Do all Dental Implants need Abutments?

Do All Dental Implants Need Abutments?

Life like, dental implants mimic the natural tooth structure and function in several ways. Small and compact, these titanium posts are surgically placed into the mandible or jawbone acting as the tooth’s core more commonly referred to as the root. Only once fused with the bone can a replacement tooth then be attached.

A much debated aspect of the implant process within the dental field is whether all dental implants require abutments.

Abutments & Implants: The Connection you Need to Know

First, it would be prudent to define what dental abutments are.

Usually made out of titanium, gold or zirconia dental abutments come in multiple variations. These small connectors help hold the fake tooth which will typically be a crown, bridge or denture, in place on top of the implant.

  • External Hex: The most common type of abutment and possessing a hexagonal shape on the outside that matches the implant’s hexagonal shape, these abutments are easy to attach or remove highlighting their ease of use.
  • Internal Hex: In contrast, internal hex abutments have a hexagonal shape that’s hidden within the implant. These are generally less visible thanks to hexagonal shape being on the inside rather than out.
  • Morse Taper: Finally, morse taper abutments fit into tapered implants as they are tapered to do so, they’re suitable for larger restorations due to their high retention strength rendering the attachment of the abutment to the implant easy and secure.
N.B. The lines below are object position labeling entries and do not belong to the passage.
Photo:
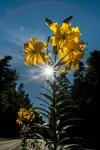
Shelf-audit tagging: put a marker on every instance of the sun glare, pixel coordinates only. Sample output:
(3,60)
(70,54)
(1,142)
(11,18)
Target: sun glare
(48,71)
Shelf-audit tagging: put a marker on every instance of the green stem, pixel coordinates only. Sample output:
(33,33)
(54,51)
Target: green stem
(54,109)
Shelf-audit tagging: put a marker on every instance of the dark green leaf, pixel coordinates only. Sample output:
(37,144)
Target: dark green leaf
(67,20)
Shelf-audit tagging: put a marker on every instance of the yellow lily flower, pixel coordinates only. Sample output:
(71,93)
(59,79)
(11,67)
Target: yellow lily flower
(33,50)
(63,34)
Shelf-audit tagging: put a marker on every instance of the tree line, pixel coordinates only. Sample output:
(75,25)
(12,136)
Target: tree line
(83,92)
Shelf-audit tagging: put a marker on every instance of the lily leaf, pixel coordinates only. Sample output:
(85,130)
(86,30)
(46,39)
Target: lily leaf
(67,20)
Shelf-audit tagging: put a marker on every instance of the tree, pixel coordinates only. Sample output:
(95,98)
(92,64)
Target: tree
(10,99)
(85,91)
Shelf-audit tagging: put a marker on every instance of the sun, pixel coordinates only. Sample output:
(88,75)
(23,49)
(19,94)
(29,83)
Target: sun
(48,71)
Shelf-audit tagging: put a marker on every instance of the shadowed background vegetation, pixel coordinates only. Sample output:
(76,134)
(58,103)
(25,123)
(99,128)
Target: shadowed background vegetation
(84,92)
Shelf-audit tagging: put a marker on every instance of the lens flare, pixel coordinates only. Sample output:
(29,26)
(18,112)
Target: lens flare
(48,71)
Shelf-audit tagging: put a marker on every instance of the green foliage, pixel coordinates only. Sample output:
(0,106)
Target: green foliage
(63,119)
(10,99)
(86,92)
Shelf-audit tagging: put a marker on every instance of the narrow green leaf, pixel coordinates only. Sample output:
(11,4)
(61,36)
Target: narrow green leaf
(46,111)
(43,100)
(63,140)
(47,96)
(67,20)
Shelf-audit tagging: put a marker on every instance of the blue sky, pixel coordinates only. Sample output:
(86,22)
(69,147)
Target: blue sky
(22,19)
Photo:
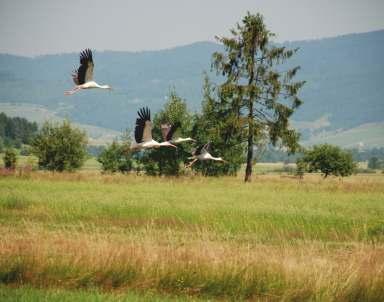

Do all dental implants require abutments?

The answer is no

Single stage implant systems for example, will have a built-in abutment that will be part of the implant itself. Reducing the number of steps required for the implant and eliminating the need for a second surgery to place the abutment, they’re designed for convenience and cost effectiveness. The abutments are not visible or removable and called a one piece.

Conversely, traditional implant systems will require the abutment to be place after the implant has fused with the bone. This two piece implant system is surgically placed in the mandible with the abutment only being place later.

This design allows for adjustment and replacements to be made if needed making the overall end result adaptable.

Abutment vs Built-In Abutment: Pros and Cons

Flexible, customizable and easily maintained, abutments are typically less expensive than built in abutments but more prone to disconnection, infection and implant failure.

Despite being slightly more expensive and limited in options, built in abutments are designed for simplicity, stability and safety, the best of abutment choice will thus depend on the situation.

Determining Abutment Need in Dental Implants

Factors that will impact dental implant abutment requirements will include implant design, location of implant as some implant systems are designed for a precise area of the mouth as well as, the patient’s own personal context.